The army is set issue a request for proposals for preliminary design review in May. Both a Pratt & Whitney/Honeywell team General Electric Aviation are expected to compete, although other engine manufacturers also could bid for the work. General Electric builds the T700 engine that ITEP will replace in army helicopters, and ITEP should be a drop-in replacement for the T700 in the Sikorsky UH-60 Black Hawk and the Boeing AH-64 Apache.

The programme goal is to develop a 3,000shp engine that also achieves a 25% improvement in fuel efficiency over the T700.
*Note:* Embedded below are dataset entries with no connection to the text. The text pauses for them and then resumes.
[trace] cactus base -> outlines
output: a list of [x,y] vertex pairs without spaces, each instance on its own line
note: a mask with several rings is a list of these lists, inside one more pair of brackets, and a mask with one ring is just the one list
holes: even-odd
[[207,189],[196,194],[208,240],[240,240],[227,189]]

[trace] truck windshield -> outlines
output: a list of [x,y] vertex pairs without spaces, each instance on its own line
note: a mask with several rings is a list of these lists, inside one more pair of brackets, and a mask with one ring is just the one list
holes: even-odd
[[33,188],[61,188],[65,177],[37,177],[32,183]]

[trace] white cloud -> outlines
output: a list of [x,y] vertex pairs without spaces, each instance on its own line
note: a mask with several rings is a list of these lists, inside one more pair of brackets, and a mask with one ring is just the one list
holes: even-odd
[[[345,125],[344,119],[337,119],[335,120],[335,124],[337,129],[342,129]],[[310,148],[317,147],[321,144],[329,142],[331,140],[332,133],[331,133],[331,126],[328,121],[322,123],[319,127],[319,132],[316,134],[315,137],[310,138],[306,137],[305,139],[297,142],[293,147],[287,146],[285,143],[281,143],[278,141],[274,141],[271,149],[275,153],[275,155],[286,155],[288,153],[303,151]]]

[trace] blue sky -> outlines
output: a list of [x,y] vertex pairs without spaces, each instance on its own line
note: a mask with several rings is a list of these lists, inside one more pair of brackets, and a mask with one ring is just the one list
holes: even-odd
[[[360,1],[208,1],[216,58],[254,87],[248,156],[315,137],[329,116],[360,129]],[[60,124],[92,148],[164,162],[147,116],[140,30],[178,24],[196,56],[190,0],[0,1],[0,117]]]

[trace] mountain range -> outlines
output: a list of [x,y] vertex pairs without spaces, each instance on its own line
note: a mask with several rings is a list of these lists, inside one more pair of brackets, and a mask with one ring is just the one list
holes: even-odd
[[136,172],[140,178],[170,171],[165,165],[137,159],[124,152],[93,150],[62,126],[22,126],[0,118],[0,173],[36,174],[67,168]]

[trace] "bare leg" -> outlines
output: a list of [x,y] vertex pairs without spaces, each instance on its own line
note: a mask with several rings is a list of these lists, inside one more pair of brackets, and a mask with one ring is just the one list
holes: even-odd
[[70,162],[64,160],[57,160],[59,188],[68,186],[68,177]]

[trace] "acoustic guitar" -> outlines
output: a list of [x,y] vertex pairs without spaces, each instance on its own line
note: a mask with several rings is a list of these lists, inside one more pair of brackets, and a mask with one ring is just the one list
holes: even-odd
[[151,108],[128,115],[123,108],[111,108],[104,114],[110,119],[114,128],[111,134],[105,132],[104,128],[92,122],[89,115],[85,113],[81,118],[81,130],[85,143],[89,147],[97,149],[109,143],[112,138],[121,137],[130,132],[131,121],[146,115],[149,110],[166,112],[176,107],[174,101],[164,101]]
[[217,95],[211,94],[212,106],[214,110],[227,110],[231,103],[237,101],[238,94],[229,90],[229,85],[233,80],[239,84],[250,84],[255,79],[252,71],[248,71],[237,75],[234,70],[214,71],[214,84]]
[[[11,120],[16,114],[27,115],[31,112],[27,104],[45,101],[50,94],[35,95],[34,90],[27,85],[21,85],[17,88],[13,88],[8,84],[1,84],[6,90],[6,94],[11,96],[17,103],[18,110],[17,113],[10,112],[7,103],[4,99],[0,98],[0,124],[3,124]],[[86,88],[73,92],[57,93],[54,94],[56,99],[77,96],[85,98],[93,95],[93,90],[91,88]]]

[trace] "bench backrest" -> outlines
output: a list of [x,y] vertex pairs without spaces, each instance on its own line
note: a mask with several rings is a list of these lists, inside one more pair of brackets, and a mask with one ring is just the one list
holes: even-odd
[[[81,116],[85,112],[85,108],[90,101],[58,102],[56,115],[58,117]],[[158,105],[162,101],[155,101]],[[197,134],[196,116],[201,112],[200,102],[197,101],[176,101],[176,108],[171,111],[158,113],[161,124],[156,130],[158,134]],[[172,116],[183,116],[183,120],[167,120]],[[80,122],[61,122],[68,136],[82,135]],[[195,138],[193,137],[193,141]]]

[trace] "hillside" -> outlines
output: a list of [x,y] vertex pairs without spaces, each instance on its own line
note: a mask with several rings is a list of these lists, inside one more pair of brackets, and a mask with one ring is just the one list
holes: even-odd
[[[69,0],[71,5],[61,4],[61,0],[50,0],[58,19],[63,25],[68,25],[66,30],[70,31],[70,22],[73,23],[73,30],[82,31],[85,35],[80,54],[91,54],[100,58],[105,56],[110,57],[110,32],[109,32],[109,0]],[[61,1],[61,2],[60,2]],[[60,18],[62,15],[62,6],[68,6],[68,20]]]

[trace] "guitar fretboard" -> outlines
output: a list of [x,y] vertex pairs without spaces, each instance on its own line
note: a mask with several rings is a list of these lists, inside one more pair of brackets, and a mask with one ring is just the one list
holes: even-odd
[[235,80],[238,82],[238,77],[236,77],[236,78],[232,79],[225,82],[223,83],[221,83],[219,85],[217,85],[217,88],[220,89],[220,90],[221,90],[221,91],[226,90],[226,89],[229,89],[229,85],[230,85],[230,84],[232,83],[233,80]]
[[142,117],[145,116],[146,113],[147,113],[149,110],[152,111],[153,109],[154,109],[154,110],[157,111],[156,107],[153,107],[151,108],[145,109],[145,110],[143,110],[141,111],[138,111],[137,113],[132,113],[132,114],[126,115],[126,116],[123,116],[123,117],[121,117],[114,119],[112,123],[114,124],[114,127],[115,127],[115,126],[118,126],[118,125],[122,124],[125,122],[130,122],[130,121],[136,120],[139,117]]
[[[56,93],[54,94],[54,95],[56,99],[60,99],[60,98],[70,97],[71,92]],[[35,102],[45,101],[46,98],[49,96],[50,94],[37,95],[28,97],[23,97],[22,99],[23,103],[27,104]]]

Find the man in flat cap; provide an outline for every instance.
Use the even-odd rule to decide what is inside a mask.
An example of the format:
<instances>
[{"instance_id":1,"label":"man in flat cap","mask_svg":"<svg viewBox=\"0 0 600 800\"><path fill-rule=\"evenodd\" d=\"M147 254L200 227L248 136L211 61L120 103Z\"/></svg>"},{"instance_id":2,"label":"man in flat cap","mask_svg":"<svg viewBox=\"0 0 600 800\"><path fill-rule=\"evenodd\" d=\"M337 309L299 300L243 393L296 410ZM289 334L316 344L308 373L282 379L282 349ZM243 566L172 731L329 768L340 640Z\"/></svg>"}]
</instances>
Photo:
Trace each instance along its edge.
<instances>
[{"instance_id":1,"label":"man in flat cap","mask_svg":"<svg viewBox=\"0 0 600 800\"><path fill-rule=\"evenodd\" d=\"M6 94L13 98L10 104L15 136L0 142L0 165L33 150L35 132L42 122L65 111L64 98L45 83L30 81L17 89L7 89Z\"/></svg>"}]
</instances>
Mike Sousa, advanced turboshaft programme manager at GE, says “the fundamental competitive difference is two-spool core versus one-spool”. A single-spool engine, which the T700 is, is simpler than a double spool and the technology is well understood and readily available, Sousa says.

Black Hawk - US Army

US Army

“There are advantages and disadvantages of each,” he adds. “We think single spool is the best way to go forward. Our argument is the single-spool is a simpler, lighter-weight configuration. Dual spool adds lots of complexity.”

In a single-spool generator, all of the rotating components are on one shaft and therefore must spin at the same speed. In a double-spool engine, certain rotors in the compression section of the engine are allowed to spin faster or slower than others in order to achieve optimum performance efficiency.
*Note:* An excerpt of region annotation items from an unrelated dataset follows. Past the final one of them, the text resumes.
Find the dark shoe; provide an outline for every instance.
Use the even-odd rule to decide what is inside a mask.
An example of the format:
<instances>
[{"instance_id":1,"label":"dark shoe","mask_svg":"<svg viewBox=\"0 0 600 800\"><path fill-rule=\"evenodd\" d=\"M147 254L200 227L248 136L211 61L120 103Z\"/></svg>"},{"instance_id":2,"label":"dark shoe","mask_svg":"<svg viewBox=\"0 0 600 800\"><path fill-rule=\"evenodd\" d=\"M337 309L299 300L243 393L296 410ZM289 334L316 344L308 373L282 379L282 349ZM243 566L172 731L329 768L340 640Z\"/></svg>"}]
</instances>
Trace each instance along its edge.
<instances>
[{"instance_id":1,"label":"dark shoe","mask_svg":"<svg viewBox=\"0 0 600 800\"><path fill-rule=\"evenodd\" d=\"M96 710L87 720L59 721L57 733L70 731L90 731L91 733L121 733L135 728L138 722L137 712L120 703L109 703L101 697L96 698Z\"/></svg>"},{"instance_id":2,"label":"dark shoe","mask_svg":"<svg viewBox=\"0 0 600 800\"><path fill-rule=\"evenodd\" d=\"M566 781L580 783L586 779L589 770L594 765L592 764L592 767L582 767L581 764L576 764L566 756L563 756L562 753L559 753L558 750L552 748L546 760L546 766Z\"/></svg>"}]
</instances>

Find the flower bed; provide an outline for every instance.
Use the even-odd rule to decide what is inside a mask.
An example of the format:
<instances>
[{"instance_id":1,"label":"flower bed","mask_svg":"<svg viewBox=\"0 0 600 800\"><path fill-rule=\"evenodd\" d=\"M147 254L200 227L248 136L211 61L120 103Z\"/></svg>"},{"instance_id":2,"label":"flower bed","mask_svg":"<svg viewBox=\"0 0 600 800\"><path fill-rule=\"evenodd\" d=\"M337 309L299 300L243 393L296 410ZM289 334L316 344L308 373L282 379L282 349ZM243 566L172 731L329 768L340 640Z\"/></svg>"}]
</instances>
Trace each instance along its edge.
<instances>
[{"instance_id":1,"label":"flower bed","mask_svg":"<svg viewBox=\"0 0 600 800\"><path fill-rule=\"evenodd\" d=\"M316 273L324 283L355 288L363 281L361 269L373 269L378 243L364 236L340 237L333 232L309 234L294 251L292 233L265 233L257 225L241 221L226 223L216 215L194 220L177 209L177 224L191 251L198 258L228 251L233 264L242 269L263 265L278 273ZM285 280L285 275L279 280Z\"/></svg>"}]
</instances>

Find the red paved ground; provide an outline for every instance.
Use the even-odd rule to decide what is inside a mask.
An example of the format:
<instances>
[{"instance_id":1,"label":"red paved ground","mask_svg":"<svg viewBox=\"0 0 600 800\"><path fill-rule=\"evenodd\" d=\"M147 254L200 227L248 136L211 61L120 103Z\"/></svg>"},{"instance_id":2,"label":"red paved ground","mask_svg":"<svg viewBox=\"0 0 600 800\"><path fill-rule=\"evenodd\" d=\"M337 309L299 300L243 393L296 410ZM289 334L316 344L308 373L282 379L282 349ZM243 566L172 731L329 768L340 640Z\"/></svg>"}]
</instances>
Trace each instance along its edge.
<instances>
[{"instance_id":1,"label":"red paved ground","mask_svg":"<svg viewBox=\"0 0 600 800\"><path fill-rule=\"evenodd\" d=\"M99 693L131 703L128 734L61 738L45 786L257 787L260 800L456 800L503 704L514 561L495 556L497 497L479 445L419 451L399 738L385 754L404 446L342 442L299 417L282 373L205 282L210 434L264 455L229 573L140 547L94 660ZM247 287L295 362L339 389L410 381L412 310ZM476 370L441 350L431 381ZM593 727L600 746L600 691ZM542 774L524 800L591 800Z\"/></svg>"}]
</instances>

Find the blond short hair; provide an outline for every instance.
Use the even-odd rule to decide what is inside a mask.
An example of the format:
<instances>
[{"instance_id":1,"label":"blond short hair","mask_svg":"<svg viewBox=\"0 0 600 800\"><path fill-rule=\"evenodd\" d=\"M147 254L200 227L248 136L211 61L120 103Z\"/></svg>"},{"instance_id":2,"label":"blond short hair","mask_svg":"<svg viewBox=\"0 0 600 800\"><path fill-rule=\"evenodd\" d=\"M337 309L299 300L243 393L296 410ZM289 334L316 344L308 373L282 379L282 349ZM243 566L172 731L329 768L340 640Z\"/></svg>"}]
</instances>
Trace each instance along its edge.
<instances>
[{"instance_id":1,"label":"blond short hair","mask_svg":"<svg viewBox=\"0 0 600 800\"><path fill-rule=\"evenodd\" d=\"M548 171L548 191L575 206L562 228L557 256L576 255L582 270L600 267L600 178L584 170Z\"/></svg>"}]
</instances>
Sousa says a two-spool configuration allows the engine to have a higher pressure-to-power ratio, “but we don’t see that being applicable because the turbomachinery is too small” - the army has dictated it fit within the installation footprint of the T700 with no alteration of the aircraft.

Precisely for that reason, the Advanced Turbine Engine Company (ATEC), as the Pratt & Whitney/Honeywell team is called, chose as early as 2007 to pursue a two-spool engine architecture, says Jerry Wheeler, ATEC vice president of programmes.

Without being able to enlarge their ITEP offering, ATEC felt it “could not tolerate” sacrificing the amount of speed necessary to achieve the army’s desired 50% power boost and 25% improvement in fuel economy with a single-spool engine, Wheeler says.

“We came to the conclusion that for this application and these performance characteristics, we needed to develop it with a two-spool gas generator approach,” he says. Both Pratt & Whitney and Honeywell have almost exclusively developed double-spool engines for fixed-wing applications over the past several decades and therefore are familiar with the architecture, Wheeler says.